The executive order banning citizens of seven countries from travelling to the United States has also had immediate negative consequences for researchers in both the US and Canada. Many researchers are citizens of the seven countries and are unsure of their ability to enter or exit the United States, for example, to attend international conferences or deliver invited lectures. Some have suggested that US conferences be moved to other countries so that citizens of the seven banned countries might attend. This, however, merely means that US researchers who are unsure of their ability to travel will forego attending instead. The details of the executive order have yet to be finalized, but the status of the US as a world leader in scientific research can only be hurt by ignoring modern science’s global, egalitarian nature.

Researchers in both the US and Canada have begun voicing their opposition to many of the Trump administration’s policies. A “March for Science” is being planned for Earth Day (April 22) in Washington, DC and over 300 satellite marches are being coordinated in cities across the world.

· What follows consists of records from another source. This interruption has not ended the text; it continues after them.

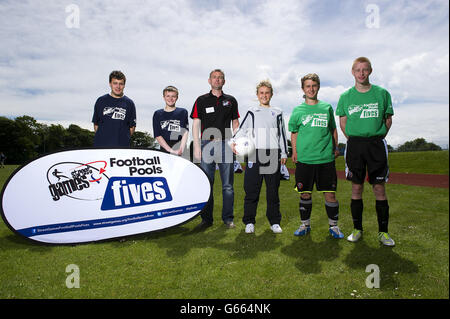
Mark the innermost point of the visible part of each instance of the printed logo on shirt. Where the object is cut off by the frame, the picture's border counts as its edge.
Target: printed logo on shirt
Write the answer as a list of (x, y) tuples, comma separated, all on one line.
[(317, 120), (367, 110), (116, 113), (171, 125), (320, 120)]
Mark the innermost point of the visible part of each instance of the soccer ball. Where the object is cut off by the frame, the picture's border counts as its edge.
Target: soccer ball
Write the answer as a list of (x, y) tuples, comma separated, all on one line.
[(244, 146)]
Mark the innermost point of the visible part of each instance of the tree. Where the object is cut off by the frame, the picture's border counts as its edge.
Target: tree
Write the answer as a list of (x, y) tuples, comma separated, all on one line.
[(419, 144), (142, 140)]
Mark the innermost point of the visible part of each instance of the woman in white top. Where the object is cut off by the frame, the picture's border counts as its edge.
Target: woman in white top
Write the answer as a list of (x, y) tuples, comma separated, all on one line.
[(265, 125)]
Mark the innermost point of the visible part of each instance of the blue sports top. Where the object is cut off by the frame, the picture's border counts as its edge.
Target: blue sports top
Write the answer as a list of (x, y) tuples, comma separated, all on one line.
[(114, 117)]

As of mid-March, these marches have been endorsed by over 60 scientific societies, including the American Association for the Advancement of Science, the Genetics Society of America, the American Society for Cell Biology, the Society for Neuroscience, and the international honour society, Sigma Xi.

Since the election, some researchers have been vocal about getting involved in federal politics and encouraging other scientists to do the same. Dr. Michael Eisen is a genetics researcher at UC Berkeley who has announced plans to run for Senator Dianne Feinstein’s California seat in 2018. With no previous experience in politics, it is unclear how successful his bid will be. However, STEM candidates can look to a newly-formed grassroots organization, 314 Action, which aims to support scientists running for office. According to the 314 Action website, over 100 potential STEM candidates have signed up for candidate training in early March.

As for scientists in the Vancouver area, the impact these changes in the US will have on Canadian research is not yet known. The extent to which the Trump budget cuts will impact NIH- and NSF-based funding opportunities for Canadian scientists will not be certain until a budget is finalized. For some, this is an opportunity for Canada, and Canadian institutions are already seeing spikes in applications from students and scientists in the US and across the world. However, if one views science as a collaborative endeavour, rather than a competition, any changes that erode the scientific enterprise in US will have negative consequences across the world. This is perhaps the right moment for Canadian scientists to get involved in the defense of science and scientific integrity.

The Vancouver affiliate of the March for Science will take place at the Queen Elizabeth Theatre on April 22.

Tamara Korolnek is a Vancouver cell biologist who moved back to Canada after nearly a decade of living in Washington, D.C. While her research has focused on nutrient homeostasis within cells and tissues, she is also deeply interested in politics and scientific communication and freelances as a science writer and editor.